Nothing but sand and rocks. (image credit)

Once inside one of the caves, The Doctor and Peri wander around for a bit. It’s not long before Peri slips and falls into a large egg, plastering her leg with strange stinging goo. The Doctor gets some on his hand trying to wipe it off. They think nothing of it and continue exploring. Peri asks the Doctor why he’s wearing a celery stalk, something fans had been wondering since the Fifth Doctor found his outfit back in his first story. Turns out the vegetable is an excellent restorative, and can detect certain gases.

When they stumble upon a cache of weapons, The Doctor realizes there’s something larger happening on Androzani Minor. Unfortunately the military arrive and arrest the Doctor and Peri as suspected gun runners. Once Trau Morgus, the businessman who is funding the military operation, sees The Doctor and Peri, he orders their execution. He doesn’t give them a chance to explain or defend themselves.  Part One of The Caves of Androzani ends on an excellent cliffhanger with the Fifth Doctor and Peri in front of a firing squad.

The Doctor and Peri before their execution with General Chellak (image credit)

Fortunately, or unfortunately, Sharaz Jek takes a liking to Peri and saves her and the Doctor. Chellak and his men shoot androids instead. However it’s out of the frying pan and into the fire for the Time Lord and his companion. Sharaz Jek likes Peri so much he wants her to stay with him forever. Needless to say, he’s a bit unstable. He has been trapped in the mines for the last few years, fighting Morgus and his military operation with a bunch of androids. Jek blames the business leader for backstabbing him and wants revenge.

While “guests” of Sharaz Jek’s, The Doctor discovers the stinging goo that Peri encountered earlier was not harmless. In its natural unrefined state, spectrox is toxic to humans.
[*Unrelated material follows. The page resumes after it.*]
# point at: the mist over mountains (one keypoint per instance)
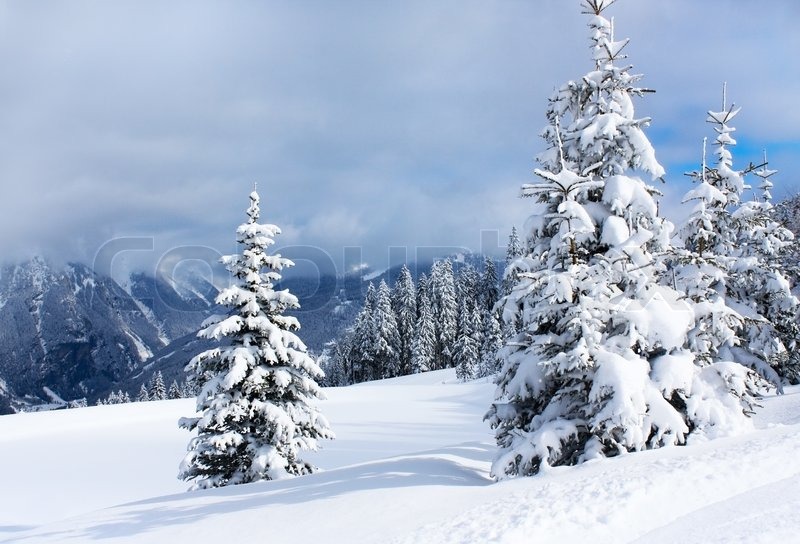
(68, 332)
Refined, it prolongs life and is all the rage on Androzani Major. Trau Morgus is in the spectrox refining business and desperately wants to get at Sharaz Jek’s stache of the chemical.

Peri Brown, The Doctor, and Sharaz Jek (image credit)

The clock is ticking down for the Time Lord and his companion. The Doctor must find a way to get the cure to spectrox toxemia before it’s too late. He must escape not only Sharaz Jek’s lair, but also find a way out of the conflict between Jek, Morgus and Chellak. The Doctor is pushed to his limit and nearly broken. All seems lost as the simmering conflict explodes into an all out battle. Somehow he manages to get the cure and Peri back to the TARDIS before it’s too late. But there’s only enough for his companion. As she recovers, the Fifth Doctor feels himself fading away. At the very last minute he regenerates into the Sixth Doctor, played by Colin Baker.

The Caves of Androzani is highly regarded by Doctor Who fans. In 2009, to celebrate 200 televised stories of Doctor Who, Doctor Who Magazine conducted a poll asking fans to rank the episodes, and the Fifth Doctor’s story finished at number one. Five years later, the magazine conducted another poll after the Eleventh Doctor had finished his run, and The Caves of Androzani was number four. Ahead of it was “Day of the Doctor,” the 50th anniversary, “Blink,” and Genesis of the Daleks.


One thought on “Checking out Classic Who: The Caves of Androzani

  1. That Robert Holmes knew how to write Doctor Who. Indeed, anybody looking for an introduction to Doctor Who (1963-1989) could do much worse than track down all of his stories.

    True, there’s the odd blip (hello, Power of Kroll!) but otherwise it’s easy to see why his reputation has never wavered over the decades, even when other writers and eras have gone in and out of fashion.